En la novela de Verne, claro está, se recreaba su contemporaneidad, aquella en la que el correo era transportado a caballo a través de las estepas rusas, en medio de la nieve, y les costaba semanas, una barbaridad, en llegar; ¡Vamos! tal es así, que a punto estuvieron de no enterarse de lo que tramaba el vengativo Iván Ogareff, militar retirado y exiliado, que instigó una invasión de Siberia por los tártaros y que deseaba con todas sus fuerzas acabar personalmente con el Gran Duque, hermano del Zar de Rusia.
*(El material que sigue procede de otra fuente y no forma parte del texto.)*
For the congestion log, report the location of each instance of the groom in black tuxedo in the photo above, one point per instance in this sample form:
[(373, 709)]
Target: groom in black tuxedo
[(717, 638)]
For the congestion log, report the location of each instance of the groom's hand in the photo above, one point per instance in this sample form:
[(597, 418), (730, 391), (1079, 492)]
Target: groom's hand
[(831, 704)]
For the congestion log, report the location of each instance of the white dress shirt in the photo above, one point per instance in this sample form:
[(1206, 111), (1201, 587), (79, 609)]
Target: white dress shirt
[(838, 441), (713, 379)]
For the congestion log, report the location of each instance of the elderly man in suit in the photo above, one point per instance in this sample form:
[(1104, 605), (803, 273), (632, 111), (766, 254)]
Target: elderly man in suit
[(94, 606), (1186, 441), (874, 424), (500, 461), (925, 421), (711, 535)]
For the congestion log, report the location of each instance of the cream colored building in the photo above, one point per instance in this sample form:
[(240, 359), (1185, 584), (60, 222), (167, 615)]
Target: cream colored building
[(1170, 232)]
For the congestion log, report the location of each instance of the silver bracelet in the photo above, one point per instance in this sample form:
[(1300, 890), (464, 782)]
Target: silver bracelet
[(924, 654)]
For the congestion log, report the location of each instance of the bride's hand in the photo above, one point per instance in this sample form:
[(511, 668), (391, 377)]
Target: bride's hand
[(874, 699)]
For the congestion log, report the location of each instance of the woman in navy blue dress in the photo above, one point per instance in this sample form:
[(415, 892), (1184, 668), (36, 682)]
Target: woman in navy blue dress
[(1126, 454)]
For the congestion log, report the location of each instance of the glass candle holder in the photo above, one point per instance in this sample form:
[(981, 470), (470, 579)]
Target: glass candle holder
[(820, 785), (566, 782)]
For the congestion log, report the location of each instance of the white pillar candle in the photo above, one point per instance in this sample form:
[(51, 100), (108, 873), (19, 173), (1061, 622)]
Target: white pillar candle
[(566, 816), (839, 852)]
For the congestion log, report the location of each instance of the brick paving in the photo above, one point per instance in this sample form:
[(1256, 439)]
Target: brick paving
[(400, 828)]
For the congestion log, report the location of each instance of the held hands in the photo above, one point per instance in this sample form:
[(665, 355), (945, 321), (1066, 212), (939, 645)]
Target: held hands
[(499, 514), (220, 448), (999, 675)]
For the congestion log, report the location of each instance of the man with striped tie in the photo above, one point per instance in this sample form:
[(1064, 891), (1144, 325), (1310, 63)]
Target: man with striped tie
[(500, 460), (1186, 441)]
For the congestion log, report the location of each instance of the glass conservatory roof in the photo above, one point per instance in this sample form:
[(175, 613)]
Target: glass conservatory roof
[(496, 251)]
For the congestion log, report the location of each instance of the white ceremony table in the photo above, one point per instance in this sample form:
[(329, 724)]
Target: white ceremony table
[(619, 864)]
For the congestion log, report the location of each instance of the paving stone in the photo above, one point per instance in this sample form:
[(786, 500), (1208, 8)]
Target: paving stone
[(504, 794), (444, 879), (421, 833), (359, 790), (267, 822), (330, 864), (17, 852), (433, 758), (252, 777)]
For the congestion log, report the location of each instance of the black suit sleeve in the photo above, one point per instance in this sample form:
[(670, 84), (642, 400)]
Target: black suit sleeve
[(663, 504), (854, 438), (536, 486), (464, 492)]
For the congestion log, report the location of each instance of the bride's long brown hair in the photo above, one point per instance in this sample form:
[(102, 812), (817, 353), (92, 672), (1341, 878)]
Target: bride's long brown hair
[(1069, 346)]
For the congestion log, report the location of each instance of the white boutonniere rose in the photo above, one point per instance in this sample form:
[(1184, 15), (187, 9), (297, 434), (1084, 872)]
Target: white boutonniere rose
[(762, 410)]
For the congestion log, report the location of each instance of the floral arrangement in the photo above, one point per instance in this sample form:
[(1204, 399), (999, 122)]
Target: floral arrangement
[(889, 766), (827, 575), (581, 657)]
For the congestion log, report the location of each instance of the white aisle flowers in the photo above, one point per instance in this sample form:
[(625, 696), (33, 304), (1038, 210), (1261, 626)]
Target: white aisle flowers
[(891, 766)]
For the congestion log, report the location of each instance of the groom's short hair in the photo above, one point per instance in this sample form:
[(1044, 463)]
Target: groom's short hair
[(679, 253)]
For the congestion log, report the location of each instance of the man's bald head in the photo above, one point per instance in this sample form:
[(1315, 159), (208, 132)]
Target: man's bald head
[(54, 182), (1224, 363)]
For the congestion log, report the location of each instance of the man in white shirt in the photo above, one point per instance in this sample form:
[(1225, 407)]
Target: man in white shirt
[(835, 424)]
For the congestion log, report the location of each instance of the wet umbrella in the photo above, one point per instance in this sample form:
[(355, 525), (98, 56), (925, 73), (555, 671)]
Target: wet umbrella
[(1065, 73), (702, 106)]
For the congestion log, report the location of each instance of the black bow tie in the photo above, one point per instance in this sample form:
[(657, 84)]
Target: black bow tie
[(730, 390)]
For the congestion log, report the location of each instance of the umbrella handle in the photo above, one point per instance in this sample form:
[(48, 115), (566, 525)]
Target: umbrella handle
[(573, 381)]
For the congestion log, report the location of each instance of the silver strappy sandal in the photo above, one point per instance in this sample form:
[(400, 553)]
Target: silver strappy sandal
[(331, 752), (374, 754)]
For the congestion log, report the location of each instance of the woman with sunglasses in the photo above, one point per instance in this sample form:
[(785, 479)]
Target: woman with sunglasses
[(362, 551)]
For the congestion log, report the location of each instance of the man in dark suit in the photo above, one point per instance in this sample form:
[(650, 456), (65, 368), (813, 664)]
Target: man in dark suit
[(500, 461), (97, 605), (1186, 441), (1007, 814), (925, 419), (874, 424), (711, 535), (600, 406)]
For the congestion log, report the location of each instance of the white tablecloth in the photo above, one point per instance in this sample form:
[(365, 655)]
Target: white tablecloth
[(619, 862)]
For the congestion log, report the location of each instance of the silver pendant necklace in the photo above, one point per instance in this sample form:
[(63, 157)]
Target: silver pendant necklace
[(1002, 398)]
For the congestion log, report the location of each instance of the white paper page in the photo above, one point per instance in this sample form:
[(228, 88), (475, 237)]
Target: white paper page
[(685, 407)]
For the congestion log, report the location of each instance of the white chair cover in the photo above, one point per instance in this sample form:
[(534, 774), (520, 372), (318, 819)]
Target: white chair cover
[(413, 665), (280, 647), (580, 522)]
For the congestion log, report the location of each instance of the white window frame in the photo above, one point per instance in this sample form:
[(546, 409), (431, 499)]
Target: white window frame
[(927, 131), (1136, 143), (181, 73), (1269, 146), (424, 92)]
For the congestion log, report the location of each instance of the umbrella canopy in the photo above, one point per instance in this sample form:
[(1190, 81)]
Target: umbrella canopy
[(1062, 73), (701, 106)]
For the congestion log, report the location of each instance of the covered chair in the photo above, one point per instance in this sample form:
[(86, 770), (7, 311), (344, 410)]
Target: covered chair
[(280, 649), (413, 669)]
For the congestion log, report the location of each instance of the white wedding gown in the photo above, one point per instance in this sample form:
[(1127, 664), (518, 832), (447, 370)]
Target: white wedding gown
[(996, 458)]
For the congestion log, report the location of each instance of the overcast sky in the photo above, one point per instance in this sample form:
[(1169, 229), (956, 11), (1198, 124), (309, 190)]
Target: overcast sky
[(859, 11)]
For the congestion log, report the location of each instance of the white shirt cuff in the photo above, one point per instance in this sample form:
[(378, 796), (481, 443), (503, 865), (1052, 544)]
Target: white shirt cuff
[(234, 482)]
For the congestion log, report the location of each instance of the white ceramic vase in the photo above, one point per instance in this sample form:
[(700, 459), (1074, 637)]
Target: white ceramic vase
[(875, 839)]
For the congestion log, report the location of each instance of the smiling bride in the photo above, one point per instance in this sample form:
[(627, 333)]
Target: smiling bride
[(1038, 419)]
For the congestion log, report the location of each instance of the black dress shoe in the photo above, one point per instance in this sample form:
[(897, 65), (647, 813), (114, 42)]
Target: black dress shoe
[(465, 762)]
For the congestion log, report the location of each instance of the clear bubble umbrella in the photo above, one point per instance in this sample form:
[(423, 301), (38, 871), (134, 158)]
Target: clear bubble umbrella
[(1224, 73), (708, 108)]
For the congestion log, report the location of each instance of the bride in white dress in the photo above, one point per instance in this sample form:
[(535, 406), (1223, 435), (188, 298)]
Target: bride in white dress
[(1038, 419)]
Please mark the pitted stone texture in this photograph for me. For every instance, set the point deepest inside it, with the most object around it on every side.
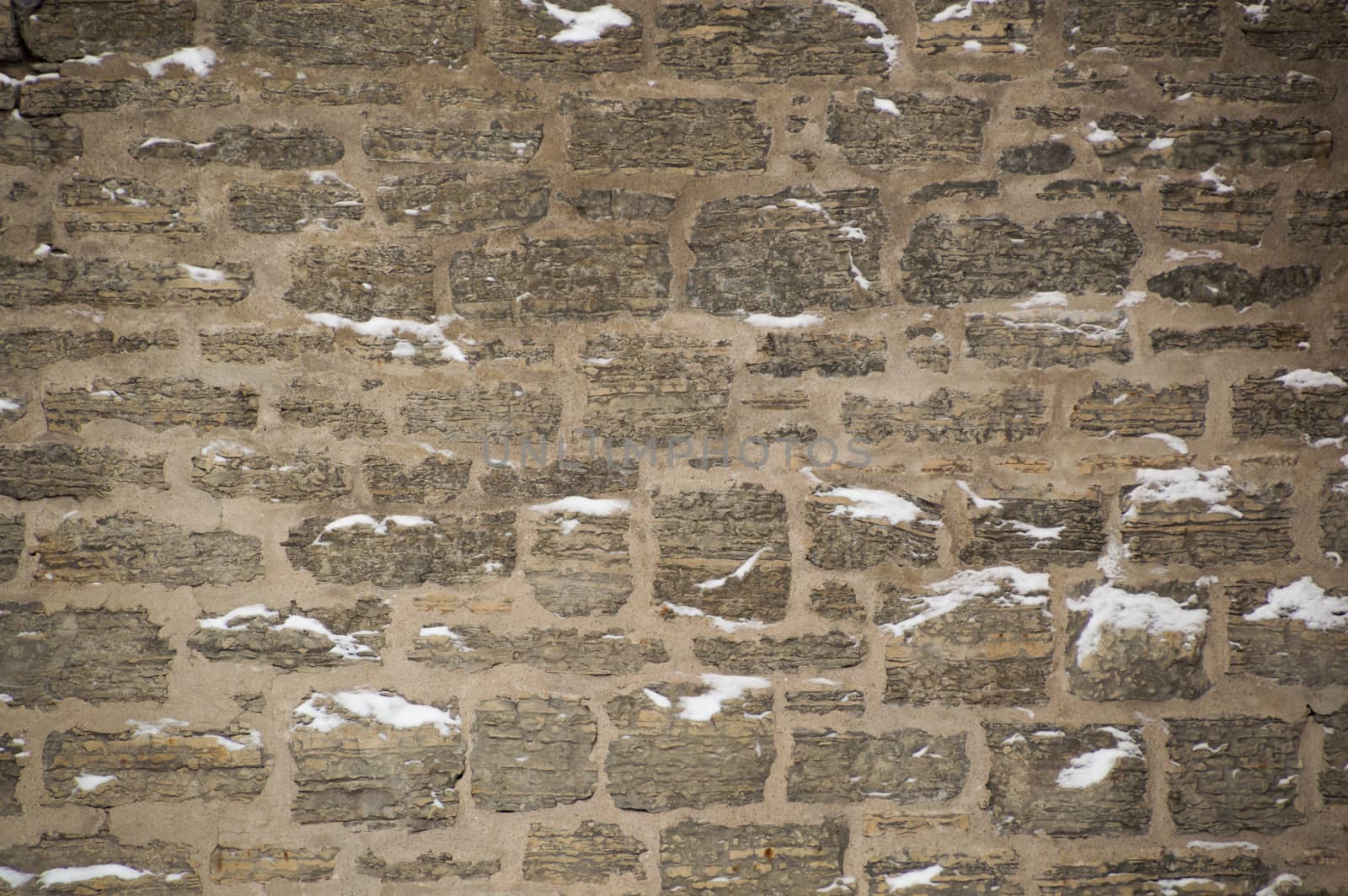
(108, 285)
(527, 42)
(224, 469)
(1035, 532)
(350, 33)
(1291, 651)
(448, 202)
(87, 653)
(391, 552)
(831, 650)
(243, 145)
(929, 130)
(1226, 283)
(30, 472)
(1013, 415)
(658, 760)
(564, 280)
(532, 752)
(591, 853)
(789, 253)
(127, 206)
(725, 552)
(1233, 774)
(296, 637)
(361, 770)
(155, 763)
(1265, 406)
(687, 136)
(755, 859)
(1122, 408)
(1132, 657)
(950, 262)
(903, 765)
(766, 40)
(472, 648)
(1028, 765)
(134, 549)
(653, 386)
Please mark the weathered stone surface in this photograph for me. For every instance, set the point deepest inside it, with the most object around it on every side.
(1030, 765)
(1305, 30)
(725, 552)
(243, 145)
(350, 33)
(375, 759)
(87, 653)
(991, 418)
(401, 552)
(831, 650)
(1230, 775)
(1123, 408)
(155, 404)
(296, 637)
(992, 873)
(580, 563)
(591, 853)
(992, 647)
(1274, 633)
(1271, 337)
(30, 472)
(902, 765)
(689, 136)
(666, 752)
(755, 859)
(772, 40)
(130, 547)
(444, 202)
(166, 868)
(532, 752)
(1192, 531)
(1142, 643)
(127, 206)
(263, 864)
(568, 278)
(323, 201)
(343, 419)
(452, 145)
(949, 262)
(1226, 283)
(527, 40)
(928, 130)
(1145, 141)
(1265, 404)
(1002, 27)
(647, 386)
(564, 651)
(157, 761)
(1146, 29)
(788, 253)
(107, 283)
(1320, 216)
(40, 141)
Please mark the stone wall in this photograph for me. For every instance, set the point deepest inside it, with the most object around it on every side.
(1062, 282)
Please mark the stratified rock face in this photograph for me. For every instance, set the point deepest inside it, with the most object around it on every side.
(1233, 775)
(1068, 781)
(691, 744)
(952, 262)
(375, 758)
(755, 859)
(89, 653)
(532, 752)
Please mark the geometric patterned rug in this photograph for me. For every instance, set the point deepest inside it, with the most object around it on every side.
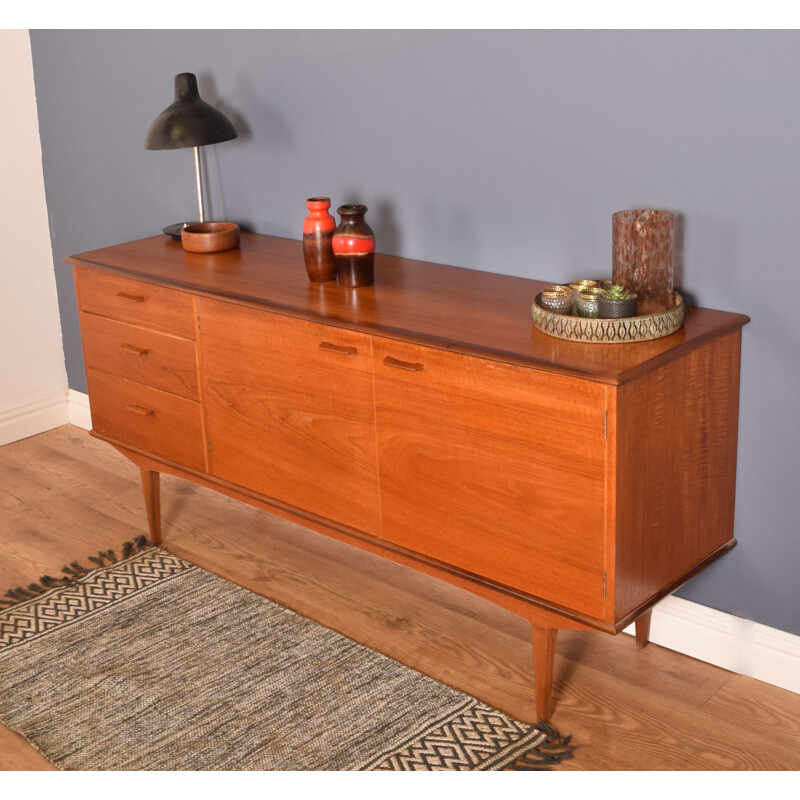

Dicho de este modo queda un poco lioso porque el panorama actual es bastante más simple que el de aquél momento, porque a la pregunta de ¿Quién manda en Rusia? solo hay una respuesta ….¡¡Putin!! y es que no solo manda en Rusia, también donde lo considera oportuno. Así que visto lo visto, pues le agradeceríamos que se contuviera y no se extendiera por el Mediterráneo, imagínense que le diera por invadir Benidorm, pues una auténtica puñetería porque encima de la que ha caído con la pandemia cortaría las ganas de vacaciones para este verano y nos  arma una ¡que ‘paqué’!.

Pero es que el libro de Verne tiene cosas tan bonitas como cuando le encomiendan al joven siberiano Miguel Strogoff que recorra a caballo las 5200 verstas (unos 5500 km) que separan Moscú de Irkutsk, que suponen un vasto territorio plagado totalmente de amenazas, con tal de avisar al Gran Duque de la insurrección que se estaba preparando. Para esta gran hazaña, el general Kissof no dudó en proponer a Miguel Strogoff, un valiente joven siberiano, oficial de correos del Zar.

Y digo yo, qué lastima con tantos políticos jóvenes que tenemos. Por ejemplo, Casado que ha viajado por toda Europa, aunque con fines no demasiado nobles, digo que qué pena que se haya ido, un chico vehemente, con fuerte arraigo por la ruralidad, hubiera hecho un papel que ni te cuento montando a caballo y llevando los recados a Zelenski de lo que estaba tramando Putin. Lo cierto es a que Zelenski tampoco le habrá pillado mucho de sorpresa porque llevamos más de un año con lo de las movidas de Bielorrusia, y añadiría que  Trump tampoco se habrá hecho de nuevas porque los buenos amigos se lo cuentan todo.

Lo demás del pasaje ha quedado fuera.